ミッドサマー / Midsommar

kumiko3のレビュー・評価・感想

ミッドサマー / Midsommar
9

最高の「最悪」。

奇才アリ・アスターによる長編ホラー映画です。
全編を通して明るく、パステルカラーの花が咲き乱れていますが、まぎれもないホラーです。あらゆる意味でトラウマをこさえてくるので、敏感な方は観ない方が良いかもしれません。わたしにとっては、見た後1か月ほど余韻が抜けず、気持ち悪い感覚に悩まされました(笑)。これほどの「最悪」の経験ができる作品はなかなかありませんね。怖いもの見たさでみてみたい方にはオススメできます。
ストーリーとしては、閉鎖空間で生殺与奪を握られながら、ひとりひとり、仲間が消えていく系の話です。
また、その閉鎖空間が「カルトな村」ということで、奇祭に参加させられたり、明らかにヤバイものを飲まされたり見せられたりと、生理的な不快感を煽りまくる。

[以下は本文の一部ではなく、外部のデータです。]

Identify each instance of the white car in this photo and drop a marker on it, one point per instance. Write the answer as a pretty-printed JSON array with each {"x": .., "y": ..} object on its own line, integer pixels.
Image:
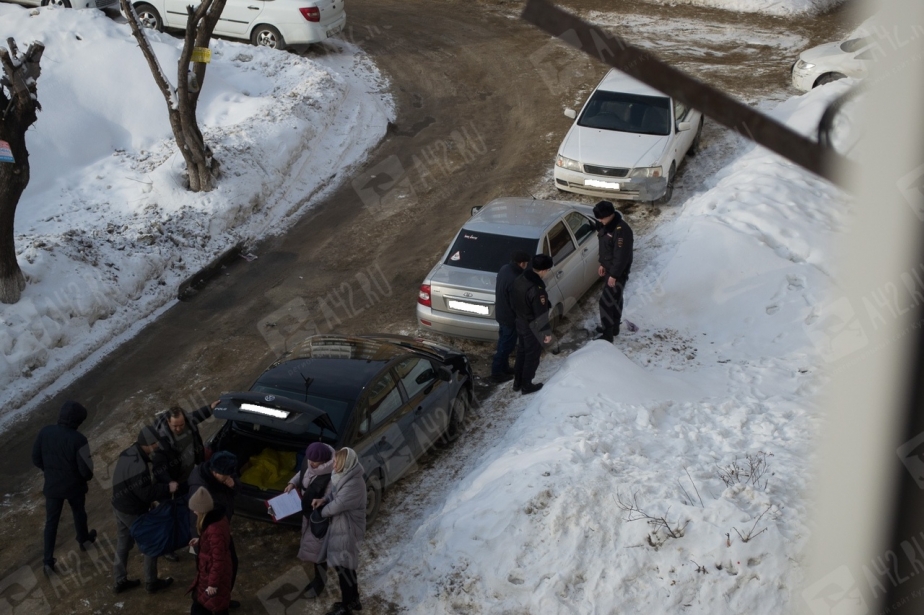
[
  {"x": 832, "y": 61},
  {"x": 627, "y": 142},
  {"x": 268, "y": 23}
]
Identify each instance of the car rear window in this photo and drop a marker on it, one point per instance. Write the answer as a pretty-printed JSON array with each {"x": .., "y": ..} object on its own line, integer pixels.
[
  {"x": 649, "y": 115},
  {"x": 486, "y": 251}
]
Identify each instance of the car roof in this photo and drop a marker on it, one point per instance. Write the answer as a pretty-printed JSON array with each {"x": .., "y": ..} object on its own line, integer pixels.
[
  {"x": 339, "y": 366},
  {"x": 517, "y": 217},
  {"x": 618, "y": 81}
]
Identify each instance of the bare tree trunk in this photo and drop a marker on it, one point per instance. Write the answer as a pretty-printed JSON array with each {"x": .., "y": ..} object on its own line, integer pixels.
[
  {"x": 201, "y": 166},
  {"x": 19, "y": 108}
]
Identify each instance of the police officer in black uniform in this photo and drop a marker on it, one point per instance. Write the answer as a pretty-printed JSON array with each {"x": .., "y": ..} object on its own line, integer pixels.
[
  {"x": 531, "y": 304},
  {"x": 615, "y": 257}
]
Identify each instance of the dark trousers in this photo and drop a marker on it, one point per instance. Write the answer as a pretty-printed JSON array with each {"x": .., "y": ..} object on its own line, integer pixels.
[
  {"x": 198, "y": 609},
  {"x": 611, "y": 305},
  {"x": 529, "y": 349},
  {"x": 349, "y": 585},
  {"x": 506, "y": 340},
  {"x": 53, "y": 509}
]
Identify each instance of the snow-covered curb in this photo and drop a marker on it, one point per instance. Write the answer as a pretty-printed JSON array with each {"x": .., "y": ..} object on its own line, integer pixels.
[
  {"x": 105, "y": 230},
  {"x": 537, "y": 526}
]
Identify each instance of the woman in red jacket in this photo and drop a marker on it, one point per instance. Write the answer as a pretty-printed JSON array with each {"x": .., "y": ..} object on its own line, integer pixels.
[{"x": 212, "y": 588}]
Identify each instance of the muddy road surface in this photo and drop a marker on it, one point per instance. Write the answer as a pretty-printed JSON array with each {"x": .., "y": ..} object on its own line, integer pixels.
[{"x": 479, "y": 97}]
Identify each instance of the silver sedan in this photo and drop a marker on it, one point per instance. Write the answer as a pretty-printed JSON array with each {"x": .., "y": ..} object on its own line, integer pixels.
[{"x": 457, "y": 297}]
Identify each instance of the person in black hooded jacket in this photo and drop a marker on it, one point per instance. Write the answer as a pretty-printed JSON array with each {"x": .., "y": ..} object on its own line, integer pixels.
[{"x": 63, "y": 454}]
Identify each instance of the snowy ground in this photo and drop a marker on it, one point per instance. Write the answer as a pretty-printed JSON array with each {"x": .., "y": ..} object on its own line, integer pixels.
[
  {"x": 705, "y": 419},
  {"x": 769, "y": 7},
  {"x": 105, "y": 230}
]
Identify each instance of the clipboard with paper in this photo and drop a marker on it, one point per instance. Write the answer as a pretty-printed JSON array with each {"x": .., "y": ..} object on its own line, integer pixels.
[{"x": 284, "y": 505}]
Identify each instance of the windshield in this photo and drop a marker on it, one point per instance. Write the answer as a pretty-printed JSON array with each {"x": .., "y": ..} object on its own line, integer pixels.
[
  {"x": 854, "y": 44},
  {"x": 486, "y": 252},
  {"x": 647, "y": 115},
  {"x": 336, "y": 409}
]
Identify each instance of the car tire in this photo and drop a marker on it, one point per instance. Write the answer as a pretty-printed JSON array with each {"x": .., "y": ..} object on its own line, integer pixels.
[
  {"x": 694, "y": 147},
  {"x": 267, "y": 36},
  {"x": 373, "y": 498},
  {"x": 149, "y": 17},
  {"x": 828, "y": 78},
  {"x": 670, "y": 187},
  {"x": 456, "y": 423}
]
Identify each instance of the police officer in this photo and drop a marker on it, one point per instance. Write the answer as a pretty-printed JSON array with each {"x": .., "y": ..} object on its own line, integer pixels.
[
  {"x": 531, "y": 304},
  {"x": 615, "y": 257},
  {"x": 505, "y": 316}
]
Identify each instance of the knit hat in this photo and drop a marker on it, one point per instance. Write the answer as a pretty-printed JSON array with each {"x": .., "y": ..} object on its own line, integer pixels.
[
  {"x": 319, "y": 452},
  {"x": 541, "y": 262},
  {"x": 201, "y": 501},
  {"x": 223, "y": 462},
  {"x": 604, "y": 209}
]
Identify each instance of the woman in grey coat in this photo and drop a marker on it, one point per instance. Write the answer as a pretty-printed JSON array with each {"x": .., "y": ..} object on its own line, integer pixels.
[
  {"x": 346, "y": 508},
  {"x": 314, "y": 480}
]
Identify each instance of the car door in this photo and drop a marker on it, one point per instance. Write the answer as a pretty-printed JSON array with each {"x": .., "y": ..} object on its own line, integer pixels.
[
  {"x": 238, "y": 15},
  {"x": 567, "y": 274},
  {"x": 428, "y": 399},
  {"x": 381, "y": 430},
  {"x": 583, "y": 229}
]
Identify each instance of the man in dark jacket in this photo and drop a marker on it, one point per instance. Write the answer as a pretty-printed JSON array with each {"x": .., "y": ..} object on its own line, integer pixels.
[
  {"x": 219, "y": 476},
  {"x": 531, "y": 304},
  {"x": 505, "y": 316},
  {"x": 615, "y": 257},
  {"x": 133, "y": 493},
  {"x": 63, "y": 454},
  {"x": 181, "y": 447}
]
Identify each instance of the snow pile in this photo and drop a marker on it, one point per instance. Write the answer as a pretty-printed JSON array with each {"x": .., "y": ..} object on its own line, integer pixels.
[
  {"x": 665, "y": 473},
  {"x": 105, "y": 230},
  {"x": 769, "y": 7}
]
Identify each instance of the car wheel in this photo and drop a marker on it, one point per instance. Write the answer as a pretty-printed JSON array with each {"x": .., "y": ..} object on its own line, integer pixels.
[
  {"x": 694, "y": 147},
  {"x": 149, "y": 17},
  {"x": 373, "y": 498},
  {"x": 456, "y": 424},
  {"x": 828, "y": 78},
  {"x": 670, "y": 187},
  {"x": 267, "y": 36}
]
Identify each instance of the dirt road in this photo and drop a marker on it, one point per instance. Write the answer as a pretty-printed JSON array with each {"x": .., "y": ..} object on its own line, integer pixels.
[{"x": 480, "y": 97}]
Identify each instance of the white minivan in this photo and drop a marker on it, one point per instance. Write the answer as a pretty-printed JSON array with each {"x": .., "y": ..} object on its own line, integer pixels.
[
  {"x": 269, "y": 23},
  {"x": 627, "y": 142}
]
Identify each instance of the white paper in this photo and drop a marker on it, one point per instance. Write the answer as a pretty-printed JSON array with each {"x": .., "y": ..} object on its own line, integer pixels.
[{"x": 285, "y": 505}]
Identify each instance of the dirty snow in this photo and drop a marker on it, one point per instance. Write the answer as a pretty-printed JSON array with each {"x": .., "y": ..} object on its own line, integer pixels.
[
  {"x": 105, "y": 231},
  {"x": 705, "y": 419}
]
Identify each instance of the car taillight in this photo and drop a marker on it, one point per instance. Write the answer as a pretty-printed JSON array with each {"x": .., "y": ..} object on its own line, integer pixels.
[
  {"x": 423, "y": 297},
  {"x": 311, "y": 13}
]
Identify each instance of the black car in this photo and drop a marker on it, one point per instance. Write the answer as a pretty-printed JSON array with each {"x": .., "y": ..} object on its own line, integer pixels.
[{"x": 390, "y": 398}]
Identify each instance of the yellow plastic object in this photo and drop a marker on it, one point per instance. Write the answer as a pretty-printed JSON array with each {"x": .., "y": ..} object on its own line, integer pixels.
[{"x": 269, "y": 470}]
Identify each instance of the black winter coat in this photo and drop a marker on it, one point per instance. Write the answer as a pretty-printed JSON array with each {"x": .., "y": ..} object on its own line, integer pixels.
[
  {"x": 221, "y": 494},
  {"x": 616, "y": 248},
  {"x": 175, "y": 460},
  {"x": 63, "y": 454},
  {"x": 503, "y": 294},
  {"x": 531, "y": 302},
  {"x": 133, "y": 488}
]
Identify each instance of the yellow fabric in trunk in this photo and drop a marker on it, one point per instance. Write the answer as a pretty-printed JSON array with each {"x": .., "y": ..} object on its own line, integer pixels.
[{"x": 269, "y": 470}]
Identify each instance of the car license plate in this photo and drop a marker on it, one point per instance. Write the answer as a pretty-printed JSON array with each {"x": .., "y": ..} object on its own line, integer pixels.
[
  {"x": 482, "y": 310},
  {"x": 596, "y": 183}
]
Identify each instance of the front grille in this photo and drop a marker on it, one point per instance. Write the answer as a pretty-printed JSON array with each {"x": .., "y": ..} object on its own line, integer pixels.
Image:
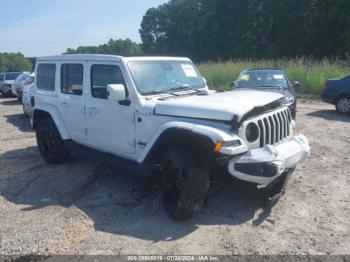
[{"x": 274, "y": 127}]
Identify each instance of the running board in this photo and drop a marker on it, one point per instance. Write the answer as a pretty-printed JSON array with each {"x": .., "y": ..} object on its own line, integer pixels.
[{"x": 77, "y": 150}]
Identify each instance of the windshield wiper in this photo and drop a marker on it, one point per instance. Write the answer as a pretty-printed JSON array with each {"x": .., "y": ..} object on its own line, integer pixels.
[
  {"x": 185, "y": 88},
  {"x": 275, "y": 87},
  {"x": 154, "y": 92}
]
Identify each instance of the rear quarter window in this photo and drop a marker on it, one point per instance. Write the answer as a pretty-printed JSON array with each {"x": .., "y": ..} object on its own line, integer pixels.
[{"x": 46, "y": 75}]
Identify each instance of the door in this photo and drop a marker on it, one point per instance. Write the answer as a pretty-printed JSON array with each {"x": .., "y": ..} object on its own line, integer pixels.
[
  {"x": 72, "y": 99},
  {"x": 110, "y": 124}
]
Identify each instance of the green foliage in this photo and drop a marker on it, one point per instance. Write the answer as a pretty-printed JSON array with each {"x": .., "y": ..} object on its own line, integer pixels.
[
  {"x": 113, "y": 47},
  {"x": 14, "y": 62},
  {"x": 214, "y": 30},
  {"x": 220, "y": 75}
]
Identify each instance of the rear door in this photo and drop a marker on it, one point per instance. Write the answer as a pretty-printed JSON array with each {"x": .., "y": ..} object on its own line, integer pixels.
[{"x": 72, "y": 100}]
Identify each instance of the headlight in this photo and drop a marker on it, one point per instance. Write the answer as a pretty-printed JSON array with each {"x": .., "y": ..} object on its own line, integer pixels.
[
  {"x": 252, "y": 132},
  {"x": 287, "y": 99}
]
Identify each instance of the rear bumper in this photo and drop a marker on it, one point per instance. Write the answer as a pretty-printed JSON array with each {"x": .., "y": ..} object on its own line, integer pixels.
[{"x": 264, "y": 165}]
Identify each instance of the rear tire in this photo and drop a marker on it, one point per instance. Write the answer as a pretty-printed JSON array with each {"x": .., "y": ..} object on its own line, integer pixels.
[
  {"x": 50, "y": 143},
  {"x": 343, "y": 105},
  {"x": 184, "y": 185}
]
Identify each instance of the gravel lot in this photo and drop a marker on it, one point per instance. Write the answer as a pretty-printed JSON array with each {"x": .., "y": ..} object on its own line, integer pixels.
[{"x": 85, "y": 207}]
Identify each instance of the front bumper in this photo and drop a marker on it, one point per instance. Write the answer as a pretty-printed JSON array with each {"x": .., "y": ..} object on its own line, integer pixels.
[{"x": 264, "y": 165}]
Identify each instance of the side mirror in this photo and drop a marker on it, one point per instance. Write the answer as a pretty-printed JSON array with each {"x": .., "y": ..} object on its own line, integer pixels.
[{"x": 116, "y": 92}]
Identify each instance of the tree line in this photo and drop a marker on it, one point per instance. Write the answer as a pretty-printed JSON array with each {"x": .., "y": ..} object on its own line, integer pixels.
[
  {"x": 229, "y": 29},
  {"x": 112, "y": 47},
  {"x": 15, "y": 62}
]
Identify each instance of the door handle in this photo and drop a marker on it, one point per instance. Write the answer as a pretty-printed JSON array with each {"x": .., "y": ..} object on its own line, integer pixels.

しかも「村」なので、その文化を尊重しようという今どきらしい視点も働いて、簡単に善悪を決めて糾弾することができない。結果的に、目の前で繰り広げられる光景が、自分の常識と違いすぎて吐き気すら催します。すごいのは、最初は直接身の危険を感じるようにはなっていないこと。徐々に、徐々に、真綿で首を絞めるように逃げ道を塞がれて、気づいた時にはもう村から逃げられなくなっています。
他にも、不快な低音がグルグル鳴っていたり、眩暈を起こすようなカメラワークだったり、「不快感」を催させるための小技がこれでもかと効いてます。
そして、最後のクライマックス。スッキリするという人もいますが、私は最悪の経験を疑似体験しました。立場によっても分かれると思いますが、感情移入しながら観る人にとっては、かなりのトラウマを催す展開です。
文句なしの★9ただし二度と観たくない。そんな映画でした。